A range of modalities of US have been investigated (B-mode, dynamic contrast enhanced, real-time elastography, and shear wave elastography) in small cohorts to determine if these can distinguish between benign and malignant testicular lesions [39-42]. So far, the results are not reliable enough to replace the mandatory histopathological tissue diagnosis.

5.2.2. Computerised tomography

Contrast enhanced computerised tomography (CECT) is the most sensitive means to evaluate the thorax, abdomen, and pelvis for TC staging [43]. Contrast enhanced computerised tomography is recommended in all patients for staging before orchidectomy but may be postponed until histopathological confirmation of malignancy.

The size of metastases should be described in three dimensions, or at least by the greatest axial diameter. For abdominal staging, a recent systematic review reports a median sensitivity, specificity, positive predictive value (PPV), negative predictive value (NPV) and accuracy with CECT of 67% (range 37-100%), 92% (range 58-100%), 87% (60-100%), 73% (67-100%) and 83% (range 71-100%), respectively [43].
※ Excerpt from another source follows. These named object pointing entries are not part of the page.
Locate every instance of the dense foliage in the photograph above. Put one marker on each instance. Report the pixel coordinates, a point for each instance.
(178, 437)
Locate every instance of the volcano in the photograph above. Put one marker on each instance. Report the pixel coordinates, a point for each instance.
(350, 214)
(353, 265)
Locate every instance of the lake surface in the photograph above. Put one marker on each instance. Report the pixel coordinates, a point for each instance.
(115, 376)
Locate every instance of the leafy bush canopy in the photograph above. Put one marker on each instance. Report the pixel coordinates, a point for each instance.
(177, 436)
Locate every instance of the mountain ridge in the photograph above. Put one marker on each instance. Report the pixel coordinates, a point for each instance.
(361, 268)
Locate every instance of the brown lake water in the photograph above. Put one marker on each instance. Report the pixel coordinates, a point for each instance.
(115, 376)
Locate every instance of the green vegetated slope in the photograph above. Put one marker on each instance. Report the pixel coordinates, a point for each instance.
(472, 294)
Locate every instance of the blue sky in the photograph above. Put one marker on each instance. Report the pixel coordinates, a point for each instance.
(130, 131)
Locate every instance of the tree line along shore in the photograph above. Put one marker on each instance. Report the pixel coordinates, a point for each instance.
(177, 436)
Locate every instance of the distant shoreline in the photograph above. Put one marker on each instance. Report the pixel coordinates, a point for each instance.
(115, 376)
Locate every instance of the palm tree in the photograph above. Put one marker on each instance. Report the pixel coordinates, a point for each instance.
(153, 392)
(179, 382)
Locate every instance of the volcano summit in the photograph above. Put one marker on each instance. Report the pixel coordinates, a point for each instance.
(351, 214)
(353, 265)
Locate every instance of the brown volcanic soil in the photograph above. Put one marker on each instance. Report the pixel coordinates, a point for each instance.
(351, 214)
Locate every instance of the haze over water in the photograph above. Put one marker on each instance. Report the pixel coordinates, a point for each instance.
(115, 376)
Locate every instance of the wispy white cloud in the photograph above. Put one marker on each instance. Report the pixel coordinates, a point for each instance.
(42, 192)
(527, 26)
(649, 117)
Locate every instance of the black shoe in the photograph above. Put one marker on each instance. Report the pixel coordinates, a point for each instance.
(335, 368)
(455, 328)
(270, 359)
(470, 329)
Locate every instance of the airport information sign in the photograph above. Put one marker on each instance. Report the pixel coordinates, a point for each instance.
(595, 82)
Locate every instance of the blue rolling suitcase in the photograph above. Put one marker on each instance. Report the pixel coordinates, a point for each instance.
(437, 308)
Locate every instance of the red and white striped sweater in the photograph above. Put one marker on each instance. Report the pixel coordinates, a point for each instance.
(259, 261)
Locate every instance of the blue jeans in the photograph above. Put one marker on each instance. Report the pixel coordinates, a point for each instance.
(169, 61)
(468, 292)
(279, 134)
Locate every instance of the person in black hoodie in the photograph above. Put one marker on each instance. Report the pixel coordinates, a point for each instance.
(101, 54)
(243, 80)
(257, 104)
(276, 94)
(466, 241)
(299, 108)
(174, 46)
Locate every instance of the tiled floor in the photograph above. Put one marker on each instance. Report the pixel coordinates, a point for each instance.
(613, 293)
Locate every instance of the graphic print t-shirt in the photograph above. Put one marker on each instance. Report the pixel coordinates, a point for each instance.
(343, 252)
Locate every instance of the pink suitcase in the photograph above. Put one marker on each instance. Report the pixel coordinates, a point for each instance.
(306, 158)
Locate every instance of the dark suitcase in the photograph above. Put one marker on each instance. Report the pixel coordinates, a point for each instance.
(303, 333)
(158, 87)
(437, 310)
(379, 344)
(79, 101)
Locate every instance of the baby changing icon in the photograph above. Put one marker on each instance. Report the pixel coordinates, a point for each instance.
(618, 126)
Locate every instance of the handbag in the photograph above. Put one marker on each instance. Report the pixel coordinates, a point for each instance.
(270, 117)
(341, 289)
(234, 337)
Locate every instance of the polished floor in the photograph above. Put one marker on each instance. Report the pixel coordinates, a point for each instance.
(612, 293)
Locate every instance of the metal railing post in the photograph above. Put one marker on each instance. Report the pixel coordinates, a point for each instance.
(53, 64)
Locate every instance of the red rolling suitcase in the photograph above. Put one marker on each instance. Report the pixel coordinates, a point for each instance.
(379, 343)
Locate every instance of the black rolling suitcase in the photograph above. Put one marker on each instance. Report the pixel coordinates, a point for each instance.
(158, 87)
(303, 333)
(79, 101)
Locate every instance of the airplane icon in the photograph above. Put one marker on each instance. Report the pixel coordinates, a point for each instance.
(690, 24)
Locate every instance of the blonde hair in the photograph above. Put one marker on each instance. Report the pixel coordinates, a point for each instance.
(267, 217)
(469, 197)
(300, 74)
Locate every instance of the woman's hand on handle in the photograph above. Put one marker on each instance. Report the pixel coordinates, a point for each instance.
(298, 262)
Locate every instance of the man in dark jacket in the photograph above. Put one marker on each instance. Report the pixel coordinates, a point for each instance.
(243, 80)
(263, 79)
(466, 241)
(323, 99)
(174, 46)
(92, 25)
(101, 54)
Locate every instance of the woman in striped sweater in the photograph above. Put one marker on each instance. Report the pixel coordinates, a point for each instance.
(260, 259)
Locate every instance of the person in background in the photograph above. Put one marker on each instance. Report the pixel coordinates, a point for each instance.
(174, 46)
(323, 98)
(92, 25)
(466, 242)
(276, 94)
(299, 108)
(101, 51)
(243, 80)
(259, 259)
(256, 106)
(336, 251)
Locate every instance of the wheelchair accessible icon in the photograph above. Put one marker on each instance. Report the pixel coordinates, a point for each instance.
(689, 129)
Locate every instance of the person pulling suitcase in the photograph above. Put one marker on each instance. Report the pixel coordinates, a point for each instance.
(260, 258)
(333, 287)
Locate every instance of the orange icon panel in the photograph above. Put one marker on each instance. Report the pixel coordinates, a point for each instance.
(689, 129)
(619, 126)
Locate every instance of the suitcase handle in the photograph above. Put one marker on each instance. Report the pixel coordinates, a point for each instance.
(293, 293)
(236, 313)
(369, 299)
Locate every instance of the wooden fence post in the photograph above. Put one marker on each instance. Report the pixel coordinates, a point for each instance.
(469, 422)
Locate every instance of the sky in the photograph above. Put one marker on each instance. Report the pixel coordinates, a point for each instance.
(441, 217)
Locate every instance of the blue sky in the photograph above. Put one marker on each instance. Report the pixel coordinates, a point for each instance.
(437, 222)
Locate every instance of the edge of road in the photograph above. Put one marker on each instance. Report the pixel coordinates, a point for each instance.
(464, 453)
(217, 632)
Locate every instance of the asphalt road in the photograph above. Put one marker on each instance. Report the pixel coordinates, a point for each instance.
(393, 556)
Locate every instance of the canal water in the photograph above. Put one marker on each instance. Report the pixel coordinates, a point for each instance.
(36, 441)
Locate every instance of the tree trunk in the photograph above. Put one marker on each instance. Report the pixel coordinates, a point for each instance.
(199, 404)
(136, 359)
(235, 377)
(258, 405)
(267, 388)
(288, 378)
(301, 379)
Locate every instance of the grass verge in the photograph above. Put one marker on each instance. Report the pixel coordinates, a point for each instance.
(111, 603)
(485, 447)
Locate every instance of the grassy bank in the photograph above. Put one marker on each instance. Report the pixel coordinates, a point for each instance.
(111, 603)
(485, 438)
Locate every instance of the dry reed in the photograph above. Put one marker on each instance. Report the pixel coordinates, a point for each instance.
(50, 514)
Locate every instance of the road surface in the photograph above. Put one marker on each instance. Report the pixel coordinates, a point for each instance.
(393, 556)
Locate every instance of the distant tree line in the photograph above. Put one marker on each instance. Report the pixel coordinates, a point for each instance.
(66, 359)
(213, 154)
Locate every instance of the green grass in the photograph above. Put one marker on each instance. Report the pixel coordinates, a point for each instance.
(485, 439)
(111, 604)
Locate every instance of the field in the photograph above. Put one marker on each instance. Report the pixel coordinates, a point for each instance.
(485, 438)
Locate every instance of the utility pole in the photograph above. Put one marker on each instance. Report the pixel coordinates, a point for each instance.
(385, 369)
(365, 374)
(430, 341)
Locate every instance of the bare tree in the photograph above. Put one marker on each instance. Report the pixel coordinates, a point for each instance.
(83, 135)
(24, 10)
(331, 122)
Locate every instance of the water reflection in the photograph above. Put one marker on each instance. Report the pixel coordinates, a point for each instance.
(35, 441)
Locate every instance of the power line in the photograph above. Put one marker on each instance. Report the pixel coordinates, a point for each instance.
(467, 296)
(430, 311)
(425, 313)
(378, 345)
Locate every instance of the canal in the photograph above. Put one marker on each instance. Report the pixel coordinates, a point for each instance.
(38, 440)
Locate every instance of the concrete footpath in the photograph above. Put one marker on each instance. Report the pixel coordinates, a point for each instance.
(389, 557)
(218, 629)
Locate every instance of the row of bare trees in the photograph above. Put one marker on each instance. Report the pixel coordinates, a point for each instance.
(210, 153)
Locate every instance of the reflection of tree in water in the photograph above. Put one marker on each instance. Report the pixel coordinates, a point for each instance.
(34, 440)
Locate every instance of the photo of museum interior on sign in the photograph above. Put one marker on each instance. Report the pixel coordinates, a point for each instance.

Sensitivity decreases and specificity increases with increasing lymph node cut-off size. With nodes > 4 mm pooled sensitivity and specificity are 93% and 58% respectively, whereas for nodes > 10 mm sensitivity is 37% and specificity increases to 100% [43]. Using a 10 mm short-axis lymph node diameter as a cut-off yielded a high specificity (97%), a moderate sensitivity (59%) and false-negative rate of 20% in the retroperitoneum [44]. The expected patterns of nodal spread in TC should be considered when evaluating small and borderline nodes.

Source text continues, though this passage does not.